Essa é a informação que quase nunca chega junto com o diagnóstico.

Houve um período em que praticamente todo paciente operado de câncer de tireoide recebia radioiodo. Isso mudou. As diretrizes atuais são bem mais seletivas, e a razão é simples: em tumores de baixo risco, o radioiodo não demonstrou melhorar os desfechos que importam — e todo tratamento sem benefício é só efeito colateral.
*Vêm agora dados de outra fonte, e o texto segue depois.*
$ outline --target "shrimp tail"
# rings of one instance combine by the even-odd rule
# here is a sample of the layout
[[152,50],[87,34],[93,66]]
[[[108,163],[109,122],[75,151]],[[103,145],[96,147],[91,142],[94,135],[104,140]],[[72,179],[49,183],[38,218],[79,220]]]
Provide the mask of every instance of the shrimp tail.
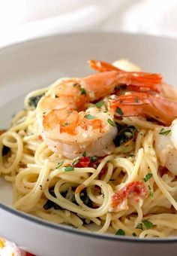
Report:
[[154,91],[160,93],[162,76],[160,74],[125,72],[114,66],[98,60],[89,60],[88,64],[91,68],[100,72],[108,71],[117,72],[117,81],[121,84],[127,85],[129,90],[138,92]]
[[177,102],[145,93],[111,96],[108,108],[118,117],[145,116],[167,126],[177,117]]

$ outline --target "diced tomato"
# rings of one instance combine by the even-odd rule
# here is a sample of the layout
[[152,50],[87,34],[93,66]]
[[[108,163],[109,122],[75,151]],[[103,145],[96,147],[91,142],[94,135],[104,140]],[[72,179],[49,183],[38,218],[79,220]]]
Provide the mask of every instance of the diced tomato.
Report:
[[112,197],[112,206],[113,209],[118,209],[128,198],[131,197],[135,203],[138,203],[140,198],[145,199],[147,196],[148,188],[145,182],[133,181],[114,194]]
[[4,133],[5,132],[6,132],[5,130],[0,130],[0,135]]

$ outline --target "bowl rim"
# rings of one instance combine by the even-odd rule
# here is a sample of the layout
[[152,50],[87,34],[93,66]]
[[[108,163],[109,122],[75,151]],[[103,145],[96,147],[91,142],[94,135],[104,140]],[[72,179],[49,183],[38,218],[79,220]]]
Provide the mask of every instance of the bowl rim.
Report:
[[[106,35],[107,34],[112,35],[125,35],[130,37],[140,37],[140,38],[158,38],[159,40],[168,40],[171,41],[177,41],[177,39],[175,38],[170,38],[166,36],[157,36],[154,35],[146,35],[141,33],[130,33],[130,32],[104,32],[104,31],[88,31],[88,32],[78,32],[73,33],[53,33],[52,35],[44,35],[40,37],[34,37],[30,39],[23,40],[21,41],[17,41],[15,43],[12,43],[8,44],[7,46],[3,46],[0,48],[0,53],[4,50],[10,50],[14,47],[20,47],[26,44],[30,44],[31,42],[38,41],[40,40],[47,40],[49,38],[56,38],[56,37],[69,37],[69,36],[88,36],[88,35]],[[177,242],[177,236],[169,236],[166,238],[149,238],[149,239],[140,239],[139,237],[133,237],[129,236],[117,236],[115,234],[109,234],[109,233],[99,233],[96,232],[88,232],[82,230],[76,229],[68,225],[64,224],[56,224],[55,223],[43,220],[37,216],[34,216],[26,212],[20,212],[17,209],[13,209],[10,206],[6,206],[2,203],[0,203],[0,209],[4,212],[8,212],[8,213],[15,215],[16,217],[20,218],[21,219],[28,221],[32,222],[33,224],[44,226],[46,228],[54,229],[56,231],[62,231],[64,233],[73,233],[77,236],[84,236],[86,238],[92,238],[98,239],[104,239],[110,241],[119,241],[124,242],[134,242],[134,243],[153,243],[153,244],[159,244],[159,243],[174,243]]]

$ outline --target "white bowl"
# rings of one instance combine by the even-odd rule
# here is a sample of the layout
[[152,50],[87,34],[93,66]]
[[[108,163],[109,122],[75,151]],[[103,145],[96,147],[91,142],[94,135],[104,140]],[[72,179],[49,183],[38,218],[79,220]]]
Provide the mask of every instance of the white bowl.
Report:
[[[89,59],[128,58],[142,70],[177,81],[177,41],[124,33],[90,32],[29,41],[0,50],[1,128],[23,108],[29,91],[61,76],[92,73]],[[13,209],[11,188],[0,180],[0,235],[42,256],[176,255],[177,238],[140,239],[82,232]]]

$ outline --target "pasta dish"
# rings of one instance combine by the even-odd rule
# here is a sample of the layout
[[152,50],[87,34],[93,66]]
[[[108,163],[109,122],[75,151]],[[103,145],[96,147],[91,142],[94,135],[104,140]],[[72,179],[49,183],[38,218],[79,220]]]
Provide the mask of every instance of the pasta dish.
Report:
[[160,74],[90,60],[31,92],[0,136],[13,206],[120,236],[177,234],[177,91]]

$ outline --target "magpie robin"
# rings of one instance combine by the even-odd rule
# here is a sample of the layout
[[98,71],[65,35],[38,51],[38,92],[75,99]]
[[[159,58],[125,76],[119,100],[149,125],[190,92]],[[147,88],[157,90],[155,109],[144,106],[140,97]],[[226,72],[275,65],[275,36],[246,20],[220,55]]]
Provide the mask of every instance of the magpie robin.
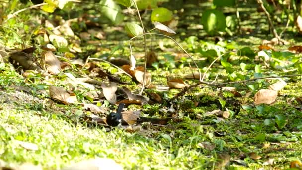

Hoje a indicação depende de:

- **Tamanho e extensão do tumor** — se ficou restrito à glândula ou ultrapassou seus limites
- **Subtipo histológico** — variantes mais agressivas pesam a favor da indicação
- **Invasão vascular** e margens cirúrgicas
- **Comprometimento de linfonodos** — quantidade, tamanho e presença de extravasamento capsular
- **Presença de metástase a distância**
- **Comportamento da [tireoglobulina](https://www.drjonatascatunda.com/post/tireoglobulina-e-o-ca-ncer-de-tireo-ide-entenda-esse-exame)** após a cirurgia

É a soma disso que forma a **estratificação de risco** — e ela só fica completa depois da análise da peça cirúrgica, não antes. Falamos de como esse laudo é lido em [como interpretar a biópsia da tireoidectomia](https://www.drjonatascatunda.com/post/como-interpretar-a-bio-psia-da-tireoidectomia).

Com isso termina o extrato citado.